I opened up another bottle: the 2015 Muscadet Amphibolite I wrote about two weeks ago. There were none of those heady aromatics or explosive citrus notes, and instead of ending on a long lemon and grassy finish, the Muscadet was all rock and salt. The wine was skeletal compared to the Sancerre. And we both loved it.

As I become a jaded and crusty wine drinker, I really appreciate wines that are stripped down to their essence. It’s why I dislike wood, especially new oak, on my wines. I love caramel, spice and vanilla, but not in my wine.
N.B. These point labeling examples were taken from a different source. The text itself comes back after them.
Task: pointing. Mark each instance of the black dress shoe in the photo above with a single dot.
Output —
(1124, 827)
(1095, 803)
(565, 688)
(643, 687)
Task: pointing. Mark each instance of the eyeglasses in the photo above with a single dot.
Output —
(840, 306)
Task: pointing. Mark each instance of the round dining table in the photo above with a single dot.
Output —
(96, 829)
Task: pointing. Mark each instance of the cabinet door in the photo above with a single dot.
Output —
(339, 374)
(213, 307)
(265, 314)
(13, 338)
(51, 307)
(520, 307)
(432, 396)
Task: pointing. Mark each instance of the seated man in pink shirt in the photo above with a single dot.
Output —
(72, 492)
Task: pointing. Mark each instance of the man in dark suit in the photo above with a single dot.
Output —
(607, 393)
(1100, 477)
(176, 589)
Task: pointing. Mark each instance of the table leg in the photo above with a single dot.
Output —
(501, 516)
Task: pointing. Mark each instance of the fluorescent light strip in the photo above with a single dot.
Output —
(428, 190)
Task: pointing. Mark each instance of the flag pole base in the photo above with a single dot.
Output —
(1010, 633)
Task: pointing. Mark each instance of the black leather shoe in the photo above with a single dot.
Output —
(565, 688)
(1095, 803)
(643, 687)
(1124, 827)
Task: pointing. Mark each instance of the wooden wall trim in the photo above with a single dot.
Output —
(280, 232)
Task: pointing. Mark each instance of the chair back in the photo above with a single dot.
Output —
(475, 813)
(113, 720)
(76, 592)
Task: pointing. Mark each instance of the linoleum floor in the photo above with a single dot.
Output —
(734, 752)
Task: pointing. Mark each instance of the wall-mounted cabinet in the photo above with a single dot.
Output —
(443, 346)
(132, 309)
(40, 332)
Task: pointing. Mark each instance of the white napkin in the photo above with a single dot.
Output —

And I think that’s why I love Champagne so much.

It’s also why I love how Italians cook. They use a few great ingredients and don’t mess with them too much. The result is delicious more often than not. But every time I go to Italy, it takes a few days for my palate to adjust. At first, the food can seem almost bland. Then you start looking for the subtle flavours and how those few ingredients come together, and you have that “aha!” moment. Brilliance.

It’s not so different with many wines. Palate adjustment is required, or at least adjustment of expectations. I know many people want “wines that taste” — ones that are full of flavour. If that’s what you’re used to, then my bony Muscadet, or a cabernet sauvignon with little to no oak, might seem a touch bland.

At least at first.

What I challenge all of you to do is embrace the nuance. Try Bernhard Ott’s grüner veltliner, listed under today’s Wines of the Week. Every now and then, drink quietly. Give the wine a swirl and focus. The delicate florals, the subtle fruit, the finish. I guarantee you’ll no longer want anything more to be happening in that glass.

Every wine has its time and place. Sometimes a more explosive wine is exactly what you need. Ribs grilled on the barbecue and covered in sauce? Bring on the zinfandel. But I find those times are fewer and farther between.

Is this the next step to becoming more of a wine expert? I’m not sure. But it’s where this critic has gone after 30 years of drinking.